Entre ouverture au monde et nostalgie

« Travailler à Dubaï m’a donné l’impression d’être à un carrefour mondial. Je rencontre des gens de partout, je découvre des cultures différentes, et je gagne bien ma vie. Cette vie est passionnante et je ne l’échangerais pour rien au monde, du moins tant que je suis jeune. Mais ça ne veut pas dire que je n’ai pas de nostalgie. Les jours de Ramadan, mon cœur est en Tunisie, dans ses marchés, avec les odeurs des plats, je rêve aux dîners en famille. S’expatrier n’est pas un processus complet avec un début et une fin, il y a toujours un pied dans le pays que tu as quitté. »

Inès, 25 ans – Barcelone, Espagne

Affronter les clichés

« J’ai toujours rêvé de vivre en Espagne. Après le bac, j’ai décidé d’y faire mes études. Cela fait 6 ans que je suis ici. Il a fallu apprendre à composer avec la langue, les différences culturelles et le rythme de vie. Ici, on me respecte pour mes compétences, mais parfois on me juge pour mes origines.
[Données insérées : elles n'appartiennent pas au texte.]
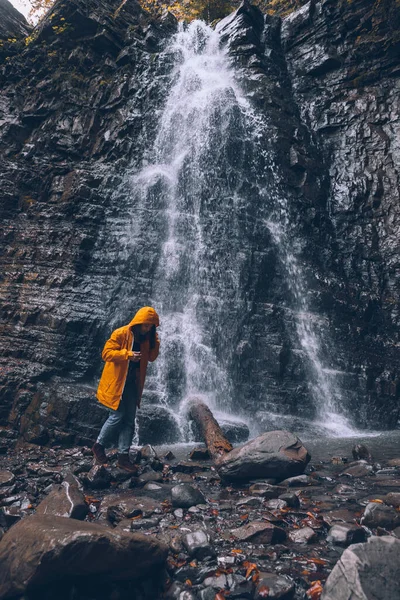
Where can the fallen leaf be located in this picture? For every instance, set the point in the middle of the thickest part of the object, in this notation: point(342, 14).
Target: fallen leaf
point(315, 591)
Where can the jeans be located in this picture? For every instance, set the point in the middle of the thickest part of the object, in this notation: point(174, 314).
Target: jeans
point(120, 424)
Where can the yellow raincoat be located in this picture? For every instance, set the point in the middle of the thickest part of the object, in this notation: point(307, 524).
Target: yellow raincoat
point(116, 353)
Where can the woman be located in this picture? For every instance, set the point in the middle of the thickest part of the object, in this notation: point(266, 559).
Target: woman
point(126, 355)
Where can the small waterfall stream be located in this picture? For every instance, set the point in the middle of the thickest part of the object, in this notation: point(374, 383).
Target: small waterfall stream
point(203, 173)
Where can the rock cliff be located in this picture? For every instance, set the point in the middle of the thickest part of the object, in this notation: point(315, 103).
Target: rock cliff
point(79, 101)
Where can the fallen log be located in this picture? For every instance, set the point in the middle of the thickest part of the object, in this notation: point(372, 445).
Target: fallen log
point(216, 442)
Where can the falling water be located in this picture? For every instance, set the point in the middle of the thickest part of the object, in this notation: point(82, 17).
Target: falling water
point(205, 154)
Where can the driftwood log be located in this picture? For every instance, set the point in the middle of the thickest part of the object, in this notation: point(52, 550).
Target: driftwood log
point(216, 442)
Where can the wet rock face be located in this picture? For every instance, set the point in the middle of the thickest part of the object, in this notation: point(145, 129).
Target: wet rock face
point(76, 103)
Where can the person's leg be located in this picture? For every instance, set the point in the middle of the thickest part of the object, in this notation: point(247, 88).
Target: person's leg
point(127, 429)
point(111, 428)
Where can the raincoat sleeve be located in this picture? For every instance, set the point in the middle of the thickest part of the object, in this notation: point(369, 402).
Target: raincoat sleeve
point(113, 351)
point(153, 352)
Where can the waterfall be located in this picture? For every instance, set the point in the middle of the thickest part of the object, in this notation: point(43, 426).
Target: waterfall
point(205, 170)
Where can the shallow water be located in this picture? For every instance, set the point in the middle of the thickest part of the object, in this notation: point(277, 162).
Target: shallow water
point(382, 445)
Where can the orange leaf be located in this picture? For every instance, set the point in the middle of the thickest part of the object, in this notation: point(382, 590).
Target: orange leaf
point(250, 568)
point(315, 591)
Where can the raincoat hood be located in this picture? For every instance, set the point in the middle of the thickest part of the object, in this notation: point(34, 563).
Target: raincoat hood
point(147, 314)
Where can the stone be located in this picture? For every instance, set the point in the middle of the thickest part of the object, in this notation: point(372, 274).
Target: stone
point(380, 515)
point(157, 425)
point(185, 496)
point(259, 532)
point(126, 505)
point(250, 502)
point(305, 535)
point(198, 544)
point(97, 478)
point(346, 534)
point(393, 499)
point(199, 454)
point(266, 490)
point(7, 478)
point(272, 454)
point(41, 549)
point(291, 499)
point(359, 469)
point(361, 452)
point(276, 504)
point(298, 481)
point(366, 571)
point(65, 500)
point(274, 586)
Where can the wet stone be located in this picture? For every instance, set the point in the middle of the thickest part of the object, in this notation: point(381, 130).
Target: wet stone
point(393, 499)
point(305, 535)
point(259, 532)
point(380, 515)
point(198, 544)
point(97, 478)
point(291, 499)
point(274, 587)
point(276, 504)
point(346, 534)
point(249, 502)
point(299, 481)
point(7, 478)
point(358, 469)
point(266, 490)
point(185, 496)
point(199, 454)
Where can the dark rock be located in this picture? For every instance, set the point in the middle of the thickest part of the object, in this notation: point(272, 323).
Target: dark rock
point(380, 515)
point(366, 571)
point(42, 549)
point(291, 499)
point(346, 534)
point(65, 500)
point(184, 496)
point(259, 532)
point(126, 505)
point(7, 478)
point(265, 490)
point(198, 544)
point(276, 587)
point(361, 452)
point(157, 425)
point(393, 499)
point(97, 478)
point(234, 431)
point(359, 469)
point(272, 454)
point(305, 535)
point(199, 454)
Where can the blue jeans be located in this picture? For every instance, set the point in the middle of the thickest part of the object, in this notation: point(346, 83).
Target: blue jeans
point(120, 424)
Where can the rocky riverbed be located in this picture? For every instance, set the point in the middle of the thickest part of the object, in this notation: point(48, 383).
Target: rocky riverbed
point(70, 529)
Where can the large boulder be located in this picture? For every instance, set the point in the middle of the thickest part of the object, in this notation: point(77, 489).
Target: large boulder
point(366, 571)
point(277, 454)
point(41, 549)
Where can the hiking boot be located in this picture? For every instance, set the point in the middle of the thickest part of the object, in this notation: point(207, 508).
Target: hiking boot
point(125, 463)
point(99, 453)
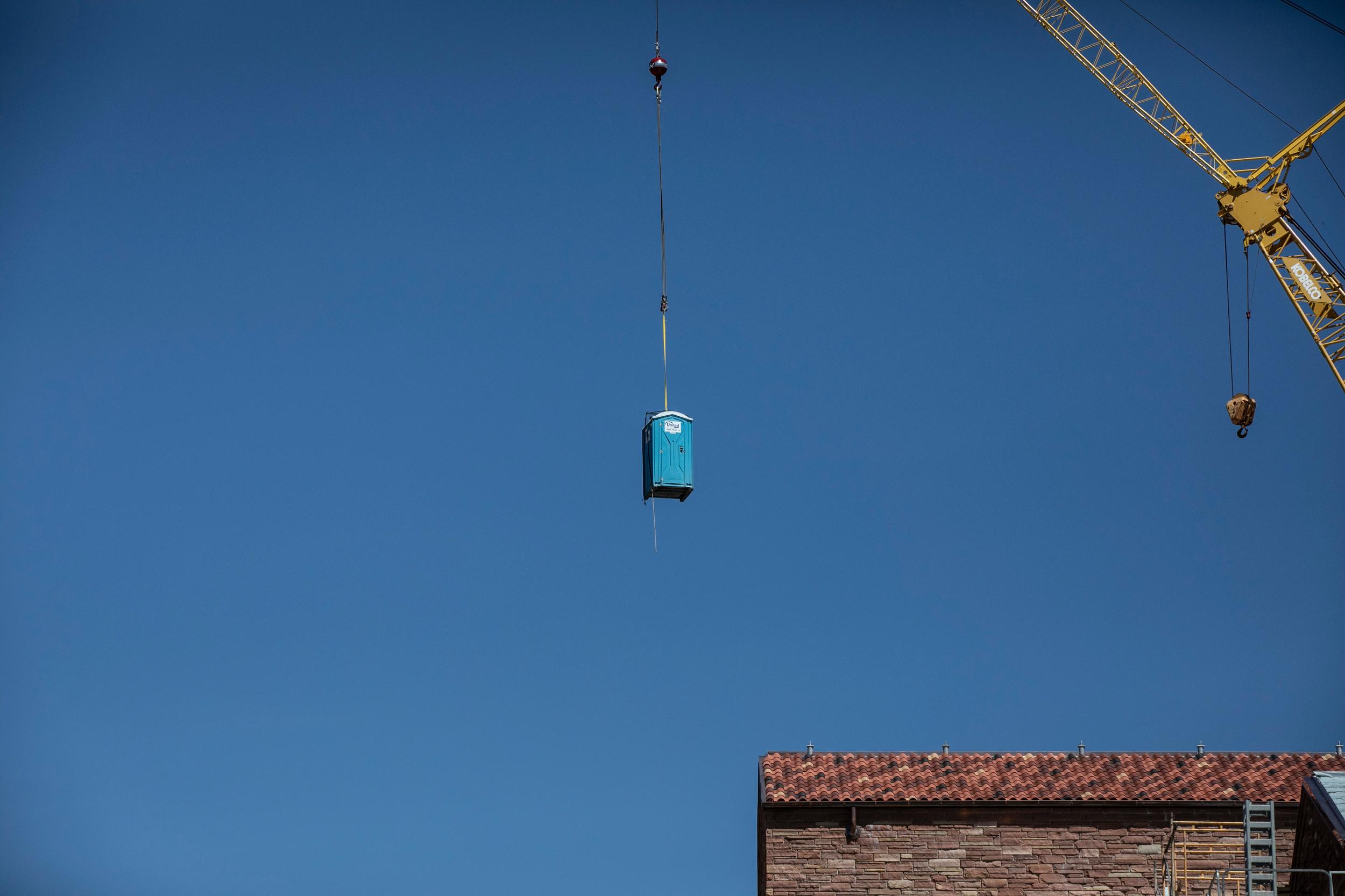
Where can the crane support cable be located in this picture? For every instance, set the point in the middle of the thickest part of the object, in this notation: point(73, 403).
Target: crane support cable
point(1228, 317)
point(1207, 65)
point(1313, 17)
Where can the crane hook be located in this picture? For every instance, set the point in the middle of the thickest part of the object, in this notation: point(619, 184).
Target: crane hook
point(1241, 411)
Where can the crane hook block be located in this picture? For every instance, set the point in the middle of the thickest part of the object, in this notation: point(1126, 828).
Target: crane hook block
point(1242, 408)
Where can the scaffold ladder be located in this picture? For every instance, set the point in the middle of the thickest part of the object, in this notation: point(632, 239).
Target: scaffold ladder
point(1259, 844)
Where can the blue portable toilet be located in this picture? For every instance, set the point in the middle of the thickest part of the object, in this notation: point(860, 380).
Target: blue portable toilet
point(668, 455)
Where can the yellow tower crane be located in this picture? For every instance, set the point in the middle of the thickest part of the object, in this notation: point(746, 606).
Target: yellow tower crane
point(1254, 197)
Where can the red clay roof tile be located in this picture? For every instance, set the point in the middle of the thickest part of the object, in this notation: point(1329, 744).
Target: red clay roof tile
point(822, 778)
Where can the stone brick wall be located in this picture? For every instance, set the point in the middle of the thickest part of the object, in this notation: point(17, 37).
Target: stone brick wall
point(977, 851)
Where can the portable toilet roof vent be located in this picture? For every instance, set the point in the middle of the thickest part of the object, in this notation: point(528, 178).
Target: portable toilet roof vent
point(666, 443)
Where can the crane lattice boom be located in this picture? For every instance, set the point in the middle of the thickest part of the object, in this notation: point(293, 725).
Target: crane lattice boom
point(1252, 198)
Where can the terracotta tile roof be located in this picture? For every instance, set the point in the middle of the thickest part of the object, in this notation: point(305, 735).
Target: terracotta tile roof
point(795, 778)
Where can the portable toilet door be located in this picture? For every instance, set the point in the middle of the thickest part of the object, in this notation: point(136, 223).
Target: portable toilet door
point(668, 455)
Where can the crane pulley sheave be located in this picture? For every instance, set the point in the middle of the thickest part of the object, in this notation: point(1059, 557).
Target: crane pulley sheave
point(1254, 197)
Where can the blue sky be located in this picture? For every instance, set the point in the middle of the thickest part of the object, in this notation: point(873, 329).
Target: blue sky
point(326, 334)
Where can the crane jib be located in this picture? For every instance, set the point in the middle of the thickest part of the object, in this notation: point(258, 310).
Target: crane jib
point(1255, 200)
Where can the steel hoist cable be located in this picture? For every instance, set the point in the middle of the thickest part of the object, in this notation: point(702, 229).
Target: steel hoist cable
point(658, 68)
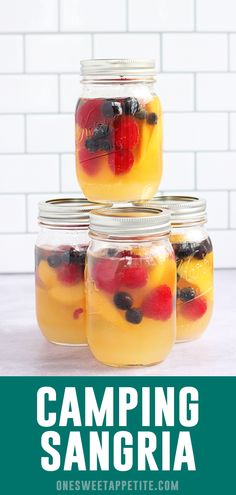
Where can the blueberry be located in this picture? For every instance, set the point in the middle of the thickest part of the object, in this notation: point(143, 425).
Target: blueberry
point(183, 250)
point(101, 131)
point(152, 118)
point(123, 300)
point(203, 248)
point(54, 260)
point(134, 315)
point(91, 144)
point(141, 114)
point(111, 108)
point(187, 294)
point(130, 106)
point(111, 252)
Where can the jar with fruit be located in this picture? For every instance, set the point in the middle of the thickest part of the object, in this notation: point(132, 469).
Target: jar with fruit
point(59, 269)
point(131, 286)
point(194, 258)
point(118, 131)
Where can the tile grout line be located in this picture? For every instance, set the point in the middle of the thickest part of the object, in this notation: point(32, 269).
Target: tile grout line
point(229, 210)
point(92, 45)
point(127, 16)
point(161, 53)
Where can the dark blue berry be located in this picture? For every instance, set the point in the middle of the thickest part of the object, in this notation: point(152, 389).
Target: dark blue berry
point(101, 131)
point(187, 294)
point(112, 252)
point(130, 106)
point(123, 300)
point(54, 260)
point(152, 118)
point(91, 144)
point(111, 108)
point(141, 114)
point(134, 316)
point(183, 250)
point(202, 249)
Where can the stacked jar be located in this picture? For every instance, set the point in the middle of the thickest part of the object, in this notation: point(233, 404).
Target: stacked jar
point(194, 259)
point(130, 290)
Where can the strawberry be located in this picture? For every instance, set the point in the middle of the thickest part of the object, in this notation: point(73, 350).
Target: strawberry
point(158, 303)
point(104, 274)
point(126, 132)
point(194, 309)
point(121, 161)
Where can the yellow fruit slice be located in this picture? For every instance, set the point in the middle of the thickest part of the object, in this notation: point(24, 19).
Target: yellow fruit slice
point(47, 274)
point(68, 296)
point(197, 272)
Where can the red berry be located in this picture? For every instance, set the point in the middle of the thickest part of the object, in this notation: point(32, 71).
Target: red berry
point(69, 274)
point(158, 304)
point(104, 273)
point(133, 276)
point(90, 162)
point(121, 161)
point(89, 113)
point(77, 313)
point(194, 309)
point(127, 254)
point(126, 132)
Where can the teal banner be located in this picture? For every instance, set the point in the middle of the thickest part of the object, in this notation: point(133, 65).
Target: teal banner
point(118, 435)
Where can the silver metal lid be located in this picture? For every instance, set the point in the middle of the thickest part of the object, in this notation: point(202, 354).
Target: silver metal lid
point(118, 67)
point(66, 212)
point(184, 209)
point(130, 221)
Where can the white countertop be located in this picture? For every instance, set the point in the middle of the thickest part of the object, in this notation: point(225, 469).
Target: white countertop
point(23, 350)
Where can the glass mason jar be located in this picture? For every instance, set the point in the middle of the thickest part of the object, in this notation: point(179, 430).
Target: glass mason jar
point(131, 286)
point(194, 258)
point(59, 269)
point(118, 123)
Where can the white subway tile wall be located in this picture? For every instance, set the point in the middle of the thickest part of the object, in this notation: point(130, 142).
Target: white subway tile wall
point(41, 44)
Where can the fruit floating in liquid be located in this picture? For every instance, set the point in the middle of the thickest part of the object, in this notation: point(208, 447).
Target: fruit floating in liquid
point(60, 293)
point(118, 148)
point(194, 286)
point(131, 306)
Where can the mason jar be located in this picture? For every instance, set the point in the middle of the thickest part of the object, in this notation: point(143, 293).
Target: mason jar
point(118, 128)
point(194, 258)
point(60, 254)
point(131, 286)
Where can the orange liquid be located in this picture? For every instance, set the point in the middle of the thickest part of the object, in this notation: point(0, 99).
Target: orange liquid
point(142, 180)
point(115, 341)
point(60, 308)
point(198, 274)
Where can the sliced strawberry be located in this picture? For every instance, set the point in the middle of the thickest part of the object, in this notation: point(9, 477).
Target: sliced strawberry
point(121, 161)
point(194, 309)
point(126, 133)
point(158, 303)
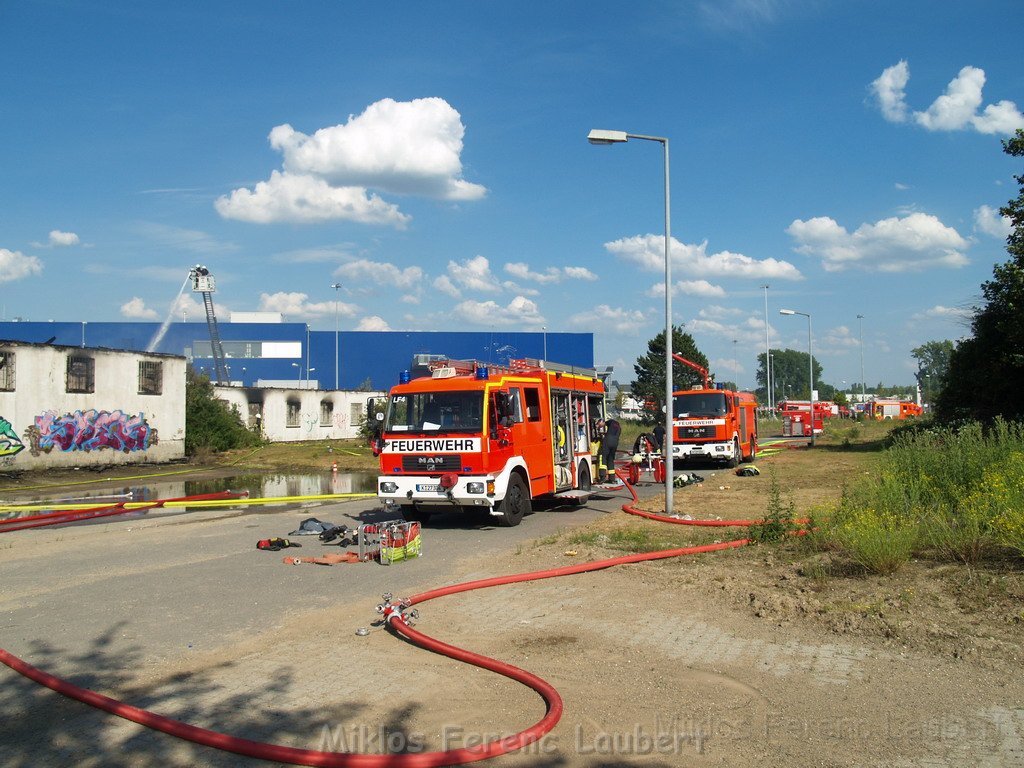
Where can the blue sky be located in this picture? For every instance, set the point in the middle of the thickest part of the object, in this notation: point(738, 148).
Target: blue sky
point(431, 159)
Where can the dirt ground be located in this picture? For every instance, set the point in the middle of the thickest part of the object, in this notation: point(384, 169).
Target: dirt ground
point(774, 654)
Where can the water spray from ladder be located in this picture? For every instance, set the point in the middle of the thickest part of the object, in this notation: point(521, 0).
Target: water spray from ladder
point(162, 331)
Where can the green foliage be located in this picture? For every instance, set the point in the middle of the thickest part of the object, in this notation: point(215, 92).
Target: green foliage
point(210, 423)
point(933, 365)
point(996, 506)
point(648, 388)
point(985, 371)
point(370, 424)
point(949, 494)
point(779, 517)
point(790, 371)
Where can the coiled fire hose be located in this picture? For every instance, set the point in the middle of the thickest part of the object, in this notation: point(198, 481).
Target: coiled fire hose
point(396, 616)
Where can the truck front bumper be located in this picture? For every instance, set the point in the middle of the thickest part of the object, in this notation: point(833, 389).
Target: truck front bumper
point(715, 451)
point(471, 491)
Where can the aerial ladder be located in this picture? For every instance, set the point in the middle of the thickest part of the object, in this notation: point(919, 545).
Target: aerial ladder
point(204, 283)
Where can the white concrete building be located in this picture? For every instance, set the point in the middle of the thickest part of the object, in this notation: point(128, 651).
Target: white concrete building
point(288, 415)
point(77, 407)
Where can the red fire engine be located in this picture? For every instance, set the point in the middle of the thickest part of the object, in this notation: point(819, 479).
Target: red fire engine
point(712, 423)
point(893, 409)
point(480, 437)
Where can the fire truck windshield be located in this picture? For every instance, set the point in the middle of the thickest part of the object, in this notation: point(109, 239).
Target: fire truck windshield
point(708, 402)
point(435, 412)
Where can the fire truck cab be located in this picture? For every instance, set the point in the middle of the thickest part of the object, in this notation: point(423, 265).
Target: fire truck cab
point(716, 424)
point(478, 437)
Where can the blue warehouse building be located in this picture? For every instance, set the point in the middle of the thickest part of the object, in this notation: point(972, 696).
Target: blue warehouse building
point(290, 354)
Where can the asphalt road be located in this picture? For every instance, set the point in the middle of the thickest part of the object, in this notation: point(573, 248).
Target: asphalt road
point(155, 587)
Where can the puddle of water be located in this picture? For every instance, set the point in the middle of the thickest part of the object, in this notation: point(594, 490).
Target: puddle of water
point(258, 485)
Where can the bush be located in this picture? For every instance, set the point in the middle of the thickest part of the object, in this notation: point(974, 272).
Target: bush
point(210, 423)
point(880, 541)
point(997, 504)
point(953, 492)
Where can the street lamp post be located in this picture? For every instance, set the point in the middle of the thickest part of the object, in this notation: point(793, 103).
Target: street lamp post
point(336, 287)
point(810, 364)
point(863, 395)
point(598, 136)
point(768, 394)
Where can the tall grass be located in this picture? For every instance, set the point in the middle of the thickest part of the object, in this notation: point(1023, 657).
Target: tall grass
point(954, 495)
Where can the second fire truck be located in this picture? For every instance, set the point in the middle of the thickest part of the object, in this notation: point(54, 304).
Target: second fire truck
point(713, 423)
point(484, 438)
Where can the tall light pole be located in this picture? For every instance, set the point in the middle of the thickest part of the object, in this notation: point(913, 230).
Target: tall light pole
point(598, 136)
point(810, 364)
point(771, 402)
point(863, 394)
point(336, 287)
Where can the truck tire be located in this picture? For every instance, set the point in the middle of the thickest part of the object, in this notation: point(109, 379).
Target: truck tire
point(413, 514)
point(515, 504)
point(754, 450)
point(583, 476)
point(736, 454)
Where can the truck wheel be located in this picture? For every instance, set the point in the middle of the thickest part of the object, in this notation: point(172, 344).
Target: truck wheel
point(583, 483)
point(413, 514)
point(584, 477)
point(515, 504)
point(736, 454)
point(754, 450)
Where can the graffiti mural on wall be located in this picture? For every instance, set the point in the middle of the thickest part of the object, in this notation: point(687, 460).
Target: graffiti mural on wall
point(90, 430)
point(10, 445)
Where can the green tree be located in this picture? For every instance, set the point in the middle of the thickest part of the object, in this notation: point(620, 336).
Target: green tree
point(788, 376)
point(985, 371)
point(648, 387)
point(933, 364)
point(211, 423)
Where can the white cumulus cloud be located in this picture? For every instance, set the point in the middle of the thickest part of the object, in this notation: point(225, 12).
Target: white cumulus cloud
point(472, 274)
point(307, 200)
point(15, 265)
point(394, 147)
point(380, 272)
point(960, 108)
point(957, 314)
point(551, 274)
point(894, 245)
point(58, 238)
point(445, 286)
point(991, 222)
point(296, 304)
point(519, 311)
point(373, 323)
point(647, 251)
point(135, 308)
point(688, 288)
point(608, 320)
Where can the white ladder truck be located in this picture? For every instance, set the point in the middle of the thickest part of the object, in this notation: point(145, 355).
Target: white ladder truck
point(204, 283)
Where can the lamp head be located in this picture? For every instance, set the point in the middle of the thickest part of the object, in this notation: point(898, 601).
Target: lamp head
point(598, 136)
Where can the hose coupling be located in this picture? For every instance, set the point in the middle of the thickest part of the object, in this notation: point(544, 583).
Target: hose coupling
point(392, 609)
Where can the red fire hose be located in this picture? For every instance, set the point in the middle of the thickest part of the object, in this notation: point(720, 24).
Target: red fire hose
point(74, 515)
point(396, 619)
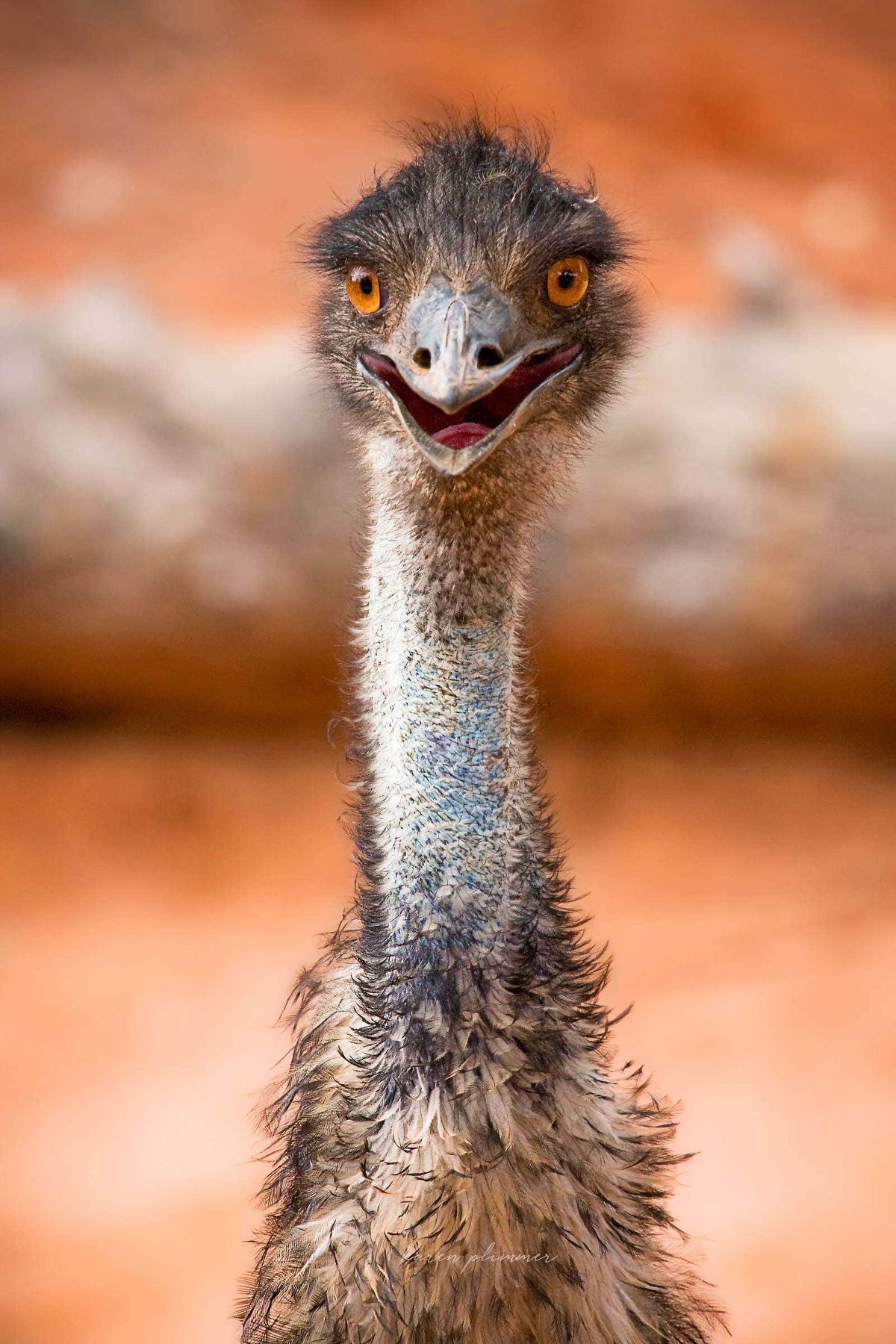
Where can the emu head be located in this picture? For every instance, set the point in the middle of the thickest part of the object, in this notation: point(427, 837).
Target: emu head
point(470, 308)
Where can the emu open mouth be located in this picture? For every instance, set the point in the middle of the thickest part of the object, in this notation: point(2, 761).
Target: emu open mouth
point(472, 423)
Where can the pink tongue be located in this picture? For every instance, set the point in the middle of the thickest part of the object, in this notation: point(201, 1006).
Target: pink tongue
point(462, 435)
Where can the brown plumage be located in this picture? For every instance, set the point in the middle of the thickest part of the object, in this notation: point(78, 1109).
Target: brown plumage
point(457, 1157)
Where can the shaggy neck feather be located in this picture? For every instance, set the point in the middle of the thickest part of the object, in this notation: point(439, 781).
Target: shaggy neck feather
point(449, 779)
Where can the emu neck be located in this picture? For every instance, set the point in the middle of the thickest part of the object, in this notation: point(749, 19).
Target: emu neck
point(449, 789)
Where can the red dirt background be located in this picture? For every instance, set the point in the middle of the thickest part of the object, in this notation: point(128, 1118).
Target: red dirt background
point(159, 893)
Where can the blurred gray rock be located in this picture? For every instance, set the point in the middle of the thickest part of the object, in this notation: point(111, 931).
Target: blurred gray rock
point(181, 492)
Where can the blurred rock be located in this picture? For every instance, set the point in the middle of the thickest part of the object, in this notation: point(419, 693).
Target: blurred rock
point(176, 514)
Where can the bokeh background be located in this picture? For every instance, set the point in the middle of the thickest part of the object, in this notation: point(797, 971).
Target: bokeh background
point(715, 638)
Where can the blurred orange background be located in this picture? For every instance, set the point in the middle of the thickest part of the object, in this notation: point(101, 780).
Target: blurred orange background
point(716, 632)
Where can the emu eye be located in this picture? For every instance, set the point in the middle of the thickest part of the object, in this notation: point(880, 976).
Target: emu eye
point(363, 289)
point(567, 281)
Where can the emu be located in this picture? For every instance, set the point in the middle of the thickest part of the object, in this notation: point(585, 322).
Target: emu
point(458, 1159)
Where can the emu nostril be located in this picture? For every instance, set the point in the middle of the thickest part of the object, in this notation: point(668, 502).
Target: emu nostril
point(489, 356)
Les clichés sont tenaces : « toutes les Tunisiennes sont comme ci ou comme ça ». Ça blesse parfois, mais ça me motive aussi à montrer qui je suis vraiment. Et puis, le soleil de Barcelone me fait parfois oublier les difficultés, surtout quand je cuisine un couscous pour mes amis espagnols qui adorent découvrir ma culture. »

Chaque histoire raconte la richesse, mais aussi les défis, de cette expérience unique. Pour toutes ces femmes, jeunes ou plus âgées, la distance géographique ne diminue en rien l’attachement à la Tunisie. Et ce pays qu’elles continuent à porter en elles, leur donne la force intérieure nécessaire pour s’adapter, sans perdre trop de plumes.